Manufacturing is vital to a country’s economic growth and ability to innovate. Manufacturing is changing from large monolithic production floors to geographically distributed, internet-connected, medium scale, smart factories. Engineering education needs to be updated in order to train engineers with the needed knowledge and skills.
Manufacturing accounts for a quarter of worldwide employment. Employees of this sector earn higher than the median income of a country.1 Manufacturing contributes up to 20% of Gross Domestic Product, GDP of countries. Moreover it has a multiplier effect on business services jobs. Manufacturing is vital to a country’s economic growth and ability to innovate. Hence countries such as Singapore, China, USA, Germany, India, UK, Korea, and Japan have embarked on substantially funded national programs to strengthen manufacturing. Singapore’s $19 billion Research, Innovation and Enterprise plan known as RIE2020 has a major emphasis on Advanced Manufacturing and Engineering, AME. Automation and robots have been part of manufacturing innovation.
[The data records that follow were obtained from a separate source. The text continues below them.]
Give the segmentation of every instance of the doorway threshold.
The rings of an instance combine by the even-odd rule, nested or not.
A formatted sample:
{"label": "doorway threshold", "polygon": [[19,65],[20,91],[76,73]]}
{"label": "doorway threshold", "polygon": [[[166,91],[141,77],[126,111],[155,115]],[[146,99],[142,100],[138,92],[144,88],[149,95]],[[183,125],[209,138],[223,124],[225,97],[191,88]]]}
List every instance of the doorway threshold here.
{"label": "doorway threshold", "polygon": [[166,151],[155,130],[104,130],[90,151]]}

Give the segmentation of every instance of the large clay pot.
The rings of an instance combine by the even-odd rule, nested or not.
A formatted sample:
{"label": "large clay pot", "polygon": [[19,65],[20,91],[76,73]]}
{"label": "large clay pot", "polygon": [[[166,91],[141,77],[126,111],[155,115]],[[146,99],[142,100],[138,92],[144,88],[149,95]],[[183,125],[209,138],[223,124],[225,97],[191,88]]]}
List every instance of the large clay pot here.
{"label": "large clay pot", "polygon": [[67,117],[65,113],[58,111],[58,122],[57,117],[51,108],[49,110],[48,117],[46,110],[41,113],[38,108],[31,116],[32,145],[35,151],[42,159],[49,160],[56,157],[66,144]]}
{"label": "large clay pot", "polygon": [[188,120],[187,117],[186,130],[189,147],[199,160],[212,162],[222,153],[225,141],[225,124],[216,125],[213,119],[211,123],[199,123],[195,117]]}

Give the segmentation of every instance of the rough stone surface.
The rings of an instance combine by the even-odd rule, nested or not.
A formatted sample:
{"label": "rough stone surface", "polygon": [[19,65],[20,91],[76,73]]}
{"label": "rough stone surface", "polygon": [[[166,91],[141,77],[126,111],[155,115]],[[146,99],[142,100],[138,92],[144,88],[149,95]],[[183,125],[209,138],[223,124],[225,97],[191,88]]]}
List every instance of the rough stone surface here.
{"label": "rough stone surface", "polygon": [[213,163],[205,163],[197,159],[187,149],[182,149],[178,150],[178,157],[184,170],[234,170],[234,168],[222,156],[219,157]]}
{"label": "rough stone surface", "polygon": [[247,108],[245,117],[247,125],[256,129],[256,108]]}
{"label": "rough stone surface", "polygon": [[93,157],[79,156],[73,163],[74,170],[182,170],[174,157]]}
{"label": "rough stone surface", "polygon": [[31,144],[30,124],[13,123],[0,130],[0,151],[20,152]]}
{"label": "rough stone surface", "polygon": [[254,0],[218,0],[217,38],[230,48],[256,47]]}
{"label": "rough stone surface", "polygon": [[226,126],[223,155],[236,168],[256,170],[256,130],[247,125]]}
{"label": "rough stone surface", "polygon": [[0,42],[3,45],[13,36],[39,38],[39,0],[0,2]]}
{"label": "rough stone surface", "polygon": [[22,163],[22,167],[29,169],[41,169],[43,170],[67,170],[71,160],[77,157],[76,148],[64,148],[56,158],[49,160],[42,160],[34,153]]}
The terms “digital manufacturing” or “smart manufacturing” or “intelligent manufacturing” refer to communication and computing technologies which enable all players in the value chain of products at the supply chain, enterprise and shop floor levels to be digitally connected and data analytics-driven, thus achieving intelligent coordination for demand and supply matching, faster time to market, mass customisation and cost benefits. Engineers are developing Manufacturing Control Tower (MCT) for this purpose. Maintenance of machinery is an area of focus. For example, General Electric (GE), reported that at one of its plants, the use of Predix software platform connected to sensors led to the detection of gas leakage and preventive measures led to savings of $350,000 per year. Another example, consider cutter tool wear in a CNC milling machine. After each cut, photos from a high fidelity stereomicroscope can be taken to measure the wear of the cutting tool. Measurements from sensors such as vibration sensor and force dynamometer are sampled using data acquisition cards and the data are stored on computers. After data acquisition, the sensor readings are used for feature extraction and selection. These selected features can be used to train and cross-validate advanced neural network (NN) or Hidden Markov Model (HMM) models of the tool wear, e.g. via an offline computing platform away from the machine. When the models are trained and cross-validated, they can be used for: (a) diagnostics where the degree of tool wear in the current time step can be determined from the model given the current and past sensor readings, and (b) prognostics so that the tool wear is predicted. These predictions enable maintenance to be scheduled when necessary, thus reducing downtime while increasing reliability.